The following procedure describe how to start using MedTAG in Test Mode, which allows you to try MedTAG with the pre-loaded dataset of reports. If you want to load and work with your own reports, you have to proceed with the following steps anyway and then jump to the Customize MedTAG section. In addition, in Test Mode only the Test user is enabled, and not other member can be added.
-
Open a new browser window and go to: http://0.0.0.0:8000/, you will see the MedTAG web interface.
-
Log into MedTAG using "Test" both as username and password. In this way, you will enter in MedTAG using the Test Mode that allows you to try MedTAG features using a sample of data we provided.
-
Once you have logged in, you will be asked to provide a first reports configuration. In particular, you have to provide:
-
Report type: this can be MedTAG Reports and it indicates the reports the administrator uploaded or PubMed articles and it indicates the PubMed articles you uploaded giving their ID.
-
Language: this is the language of the reports you will annotate.
-
Use case: this is the use case of the clinical reports (e.g. Colon cancer and Lung cancer).
-
Institute: this is the medical institute which provides the diagnostic reports.
-
Annotation mode: This can be Manual if the user creates the ground truths from scratch, or Automatic if the user edits the ground truths automatically created. Automatic option is available if there are some automatically created ground truths.
NOTE: In Test Mode you can annotate a set of reports about colon we provided (this corresponds to the following combination: MedTAG reports, English, colon, default_hospital, Manual), or a set of PubMed articles (this corresponds to: PubMed articles, colon, Manual). Note that if you select PubMed articles you do not need to set language or institute because they are set by default.
-
When you customize MedTAG for the first time, the Test user, and all the documents, concepts and labels we provided for testing MedTAG are removed from the database and replaced with the documents, concepts, labels you uploaded.
In order to customize MedTAG with your own data, you need to provide three CSV files (i.e, reports_file, concepts_file, labels_file). Please, make sure to use a comma as separator for your CSV files. Furthermore, make sure to escape values that contains commas.
-
reports_file: this file contains the clinical reports to annotate. The csv header must contain the following columns:
-
id_report: the report unique identifier.
-
language: the language adopted for the report textual content.
-
institute: the health-care institute which provides the diagnostic reports.
-
usecase: the report use-case (e.g. colon cancer) indicates the clinical case the report refers to.
NOTE: if you are not interested in providing either the institute or the usecase you can assign them a default value of your choice, that holds for all the rows of the reports_file.
NOTE: In addition to the previous mandatory columns, you need to provide a set of additional columns to describe the actual textual content of your reports (e.g. the diagnosis text, the patient information and so on). You can specify as many columns as you want.
-
-
pubmed_file: this file contains the PubMed articles to annotate. The csv header must contain the following columns:
-
ID: the PubMed article's unique identifier.
-
usecase: the article's use-case (e.g. colon cancer) indicates the clinical case the report refers to.
NOTE: if you are not interested in providing the usecase you can assign it a default value of your choice, that holds for all the rows of the pubmed_file.
NOTE: the language considered for PubMed articles is: English.
NOTE: PubMed articles are uploaded with a rate of 3 articles per second.
-
-
concepts_file: this file contains the concepts used for annotating the clinical reports. All the concepts must be identified with a concept_url which uniquely identifies the concept according to a reference ontology. The csv header must contain the following columns:
-
concepts_url: the URL of the concept in the reference ontology.
-
concepts_nome: the name of the concept the concept url points to.
-
area: this is a category associated to the concept.
-
usecase: the concept use-case (e.g. colon cancer) indicates the clinical case the concept refers to.
NOTE: if you are not interested in providing either the area or the usecase you can assign them a default value of your choice, that holds for all the rows of the concepts_file.

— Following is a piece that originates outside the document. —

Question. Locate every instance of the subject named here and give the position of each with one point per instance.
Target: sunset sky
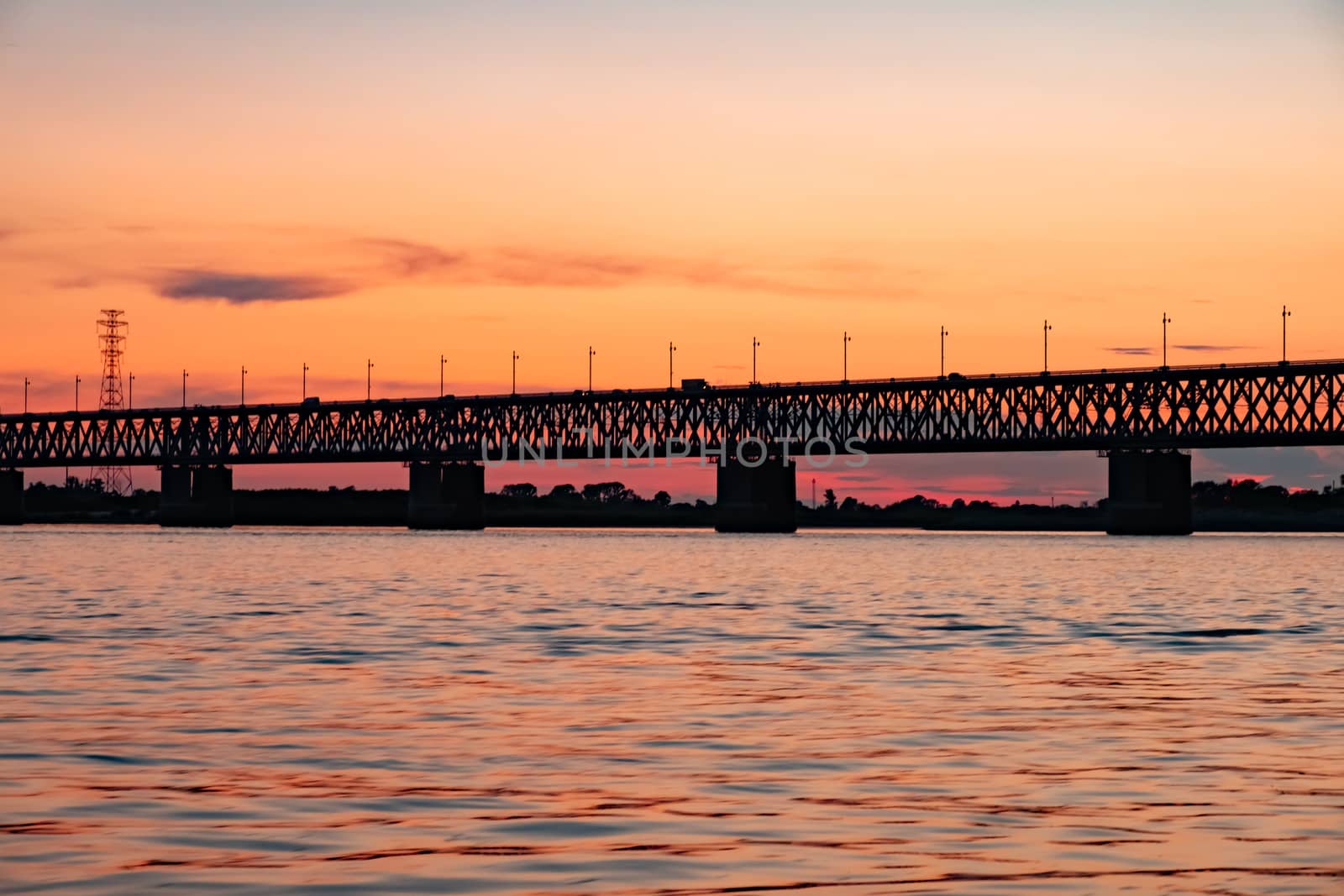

It is worth noting that the usecase provided for the concepts should be coherent with the one provided for the reports.
-
-
labels_file: this file contains the labels used for annotating the clinical reports. The labels describe a diagnostic property of a clinical report. For instance, the "Cancer" label describe the presence of a cancer-related disease. The csv header must contain the following columns:
The following procedure describe how to configure MedTAG in order to load your own reports and work with them in MedTAG. It is worth noting that only the admin user has the privileges to change the MedTAG configurations. Moreover, every time a new configuration is provided the previous one will be overwritten, thus data and annotations will be removed as well.
To start a new configuration follow the instructions below:
-
Open the Menu from the Test Mode and go to Configure.
-
Read and follow the instructions of the guided procedure.
-
Provide the CSV files.
NOTE: You can add one or more files from the same folder. If it is the first time you configure MedTAG, you are asked to provide both the username and the password that will be used by the admin user to login into MedTAG. The admin user is the only one who can change the configuration files and access the data. If you do not have access to Configure section (i.e., you do not see it in the side bar), this means that you are not logged in as the admin user.
NOTE: It is mandatory to upload at least one file between reports_file and pubmed_file. Once you uploaded one or more reports_file, MedTAG automatically detects the columns which characterize your report and asks you to choose which fields of the report you want to hide, display or annotate. You need to set at least one field to be displayed. If you uploaded one or more pubmed_file instead, you do not have to to set any field to be displayed or annotated: abstract and title are annotable by default, while volume, journal, year, authors are only displayed.
NOTE: The concepts_file and labels_file and are not mandatory. This means that if you are not interested in labels annotation and/or concepts identification you can avoid to provide them. By the way, you must provide either the labels_file or the concepts_file or set at least one field to Display and Annotate.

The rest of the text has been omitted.